The CAS airborne aerosol measurements (described in the pathway)
contributed to testing and improvement of the predictive capability of
atmospheric visibility in the Met Office Operational 1.5 km and 4 km
resolution NWP models, used since 2008 (statement H). Thus they have been
able to provide visibility forecasts that are based on the most up to date
assessments of chemical composition of the aerosol for a host of public
and private sectors such as military low flying aircraft operations,
search and rescue, aviation, fisheries, sea freight, coastguard,
mountaineering, hiking and other recreational activities (statement B).
One of the stated targets reported annually by the Met Office is the
accuracy of the Terminal Airfield Forecasts (TAFs), which are made
available to both civil and military airfields. The improvements to the
visibility model over recent years have meant this performance target has
been consistently met.
Sources to corroborate the impact
A. Development and validation of a pollutant dispersion and deposition
model for meso- and regional scales. R&D Technical Report P302 Alison
Malcolm, Roy Maryon and Helen Webster, UKMO Copyright Environment Agency
1999, http://a0768b4a8a31e106d8b0-50dc802554eb38a24458b98ff72d550b.r19.cf3.rackcdn.com/str-p302-e-e.pdf
B. Met Office Annual Report and Accounts 2012/13,
http://www.metoffice.gov.uk/media/pdf/n/e/Annual_Report-web.pdf
C. The Public Weather Service's Contribution to the UK economy, http://www.metoffice.gov.uk/media/pdf/h/o/PWSCG_benefits_report.pdf
D. The Met Office dispersion Model, http://www.metoffice.gov.uk/research/modelling-systems/dispersion-model
E. Lean, H.W et. al., 2011. Experiences with a 1.5 km version of the Met
Office Unified Model for short range forecasting 91st Annual
Meeting of the American Meteorological Society, Seattle (https://ams.confex.com/ams/91Annual/webprogram/Manuscript/Paper177409/AMS_Seattle_Extabs.pdf)
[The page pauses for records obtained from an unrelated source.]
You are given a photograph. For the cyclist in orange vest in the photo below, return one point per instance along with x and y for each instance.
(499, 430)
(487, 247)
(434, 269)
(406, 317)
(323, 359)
F. Letter from Cloud Scale Modelling Manager: responsible in the UK Met
Office for the Cloud Modelling Group, highlighting data provided and the
contribution to cloud microphysical parameterisations used in the
operational 1.5 km model.
G. Cost of snow to UK Economy http://news.sky.com/story/1039900/snow-costs-uk-economy-500m-a-day
H. Letter from Research Fellow and Aerosol Research Manager: confirming
our role in providing input to the UK Met Office model visibility
forecasts in the UK Operational 1.5 and 4 km Models.